Having the editors of Hachette Filipacchi's Elle make regular appearances on network TV fashion programs would be "a new direction" for the magazine, says Barbara Friedmann, VP-marketing for the Elle Group. She adds that Elle is exploring co-sponsorship of a first-time TV special that might provide advertising tie-in opportunities for its advertisers.
`YM' gets face time
Gruner & Jahr USA Publishing's YM has also been aggressively pursuing on-air opportunities for its editors since 2001, confirms Laura McEwen, YM 's publisher. In addition, the magazine has worked overtime to cement relationships with Viacom's MTV for an annual YM promotion and also with Fox Broadcasting Co.'s "American Idol," the reality TV series in which contestants compete to be the next pop star.
Last year two of YM 's biggest advertisers, Guess and Neutrogena Corp., made it onto "Idol" when the TV show's contestants visited a YM editor's "office," which happened to be stocked with props prominently touting the advertisers' names, Ms. McEwen says.
The prop exposure was an "unofficial bonus" for the advertisers and not part of a routine media buy. But YM's growing presence on a number of TV programs definitely enhances its overall relationships with advertisers, Ms. McEwen says.
Publishing industry insiders say we will soon see more "custom programming" on TV from magazines such as Conde Nast's Vogue, whose "Trend Watch" fashion-theme specials began airing last month on syndicated TV, complete with 30-second commercials sold by Vogue.
The 1-hour TV effort doesn't carry Vogue's name, which safeguards the magazine's upscale cachet, says VP-Publisher Tom Florio. But participating advertisers are touted in a corresponding "Trend Watch" section of the magazine, and Vogue helped some advertisers create the TV spots.
More than 70 million consumers are expected to see the program when it airs in June, Mr. Florio says. Advertisers so far include Guess, Chanel, Lacoste, Procter & Gamble Co.'s Clairol, Estee Lauder Cos.' Prescriptives and Mary Quant.
"Hair color is closely tied to fashion, and we want to be part of fashion coverage, so this makes a lot of sense for us," a P&G spokeswoman says of the brand's participation in "Trend Watch."
"Clairol is trying new things; we're going in new directions like this in media to guarantee exposure to more people," she says.

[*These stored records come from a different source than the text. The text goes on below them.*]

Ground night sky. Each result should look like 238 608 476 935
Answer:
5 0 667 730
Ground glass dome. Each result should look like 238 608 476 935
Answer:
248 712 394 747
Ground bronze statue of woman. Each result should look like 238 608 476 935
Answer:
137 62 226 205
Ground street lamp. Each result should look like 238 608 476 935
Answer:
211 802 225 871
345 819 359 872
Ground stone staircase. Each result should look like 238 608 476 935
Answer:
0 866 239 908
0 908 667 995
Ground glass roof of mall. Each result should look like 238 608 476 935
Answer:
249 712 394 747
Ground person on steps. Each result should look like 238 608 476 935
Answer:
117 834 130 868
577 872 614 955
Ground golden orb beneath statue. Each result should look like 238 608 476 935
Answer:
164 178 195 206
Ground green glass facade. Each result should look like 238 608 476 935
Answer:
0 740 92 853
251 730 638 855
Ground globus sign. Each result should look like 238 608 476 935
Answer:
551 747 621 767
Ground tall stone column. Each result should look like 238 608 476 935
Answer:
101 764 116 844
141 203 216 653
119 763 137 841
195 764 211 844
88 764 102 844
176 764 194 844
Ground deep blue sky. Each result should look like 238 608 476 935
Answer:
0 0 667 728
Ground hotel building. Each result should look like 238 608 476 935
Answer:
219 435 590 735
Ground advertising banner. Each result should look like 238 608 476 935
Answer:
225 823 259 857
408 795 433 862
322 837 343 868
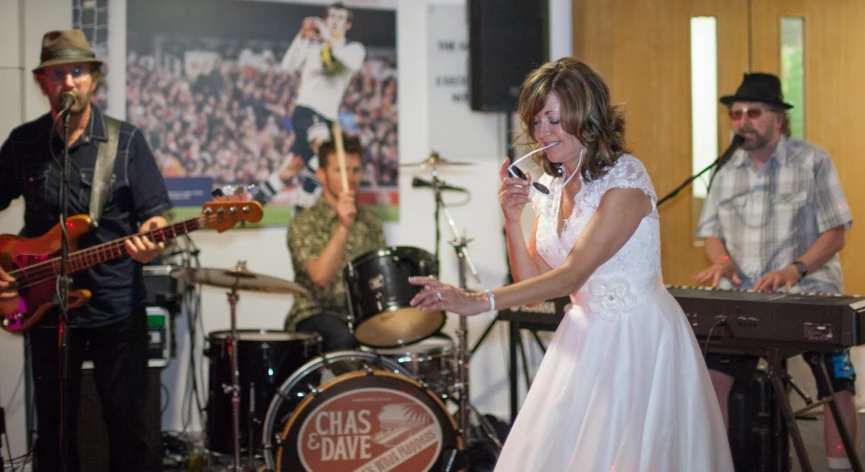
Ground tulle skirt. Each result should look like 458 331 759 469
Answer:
495 277 733 472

Fairchild Publications' Details is also exploring more TV opportunities like last year's partnership with New York's Metro TV that yielded on-screen exposure for five of its advertisers in a special summer fashion report that aired in June. No details are available about its next TV effort; advertisers from last year included apparel marketer Thomas Pink plus footwear marketers Cole Hahn and Via Spiga.
`glamour' gets pickup
Glamour says it's getting increasing pickup on local TV stations from its "satellite media tours" that its marketing staff creates on behalf of advertisers that pay for the service.
The magazine's editorial staff doesn't create the mini programs, which air in local markets according to demand, says Ms. Grimes.
Despite the great attraction to TV, fashion magazines continue to prove difficult as partners in joint marketing opportunities for cable networks, says Neil Baker, senior VP-advertising sales for E! Networks' Style Network. The cable net, which launched in 2001, currently reaches about 30 million homes.
"Although it looks on paper like a match made in heaven, fashion magazines are pursuing the same advertisers we are," Mr. Baker says, "and although many have come knocking, it's very difficult to work out the details of any partnership."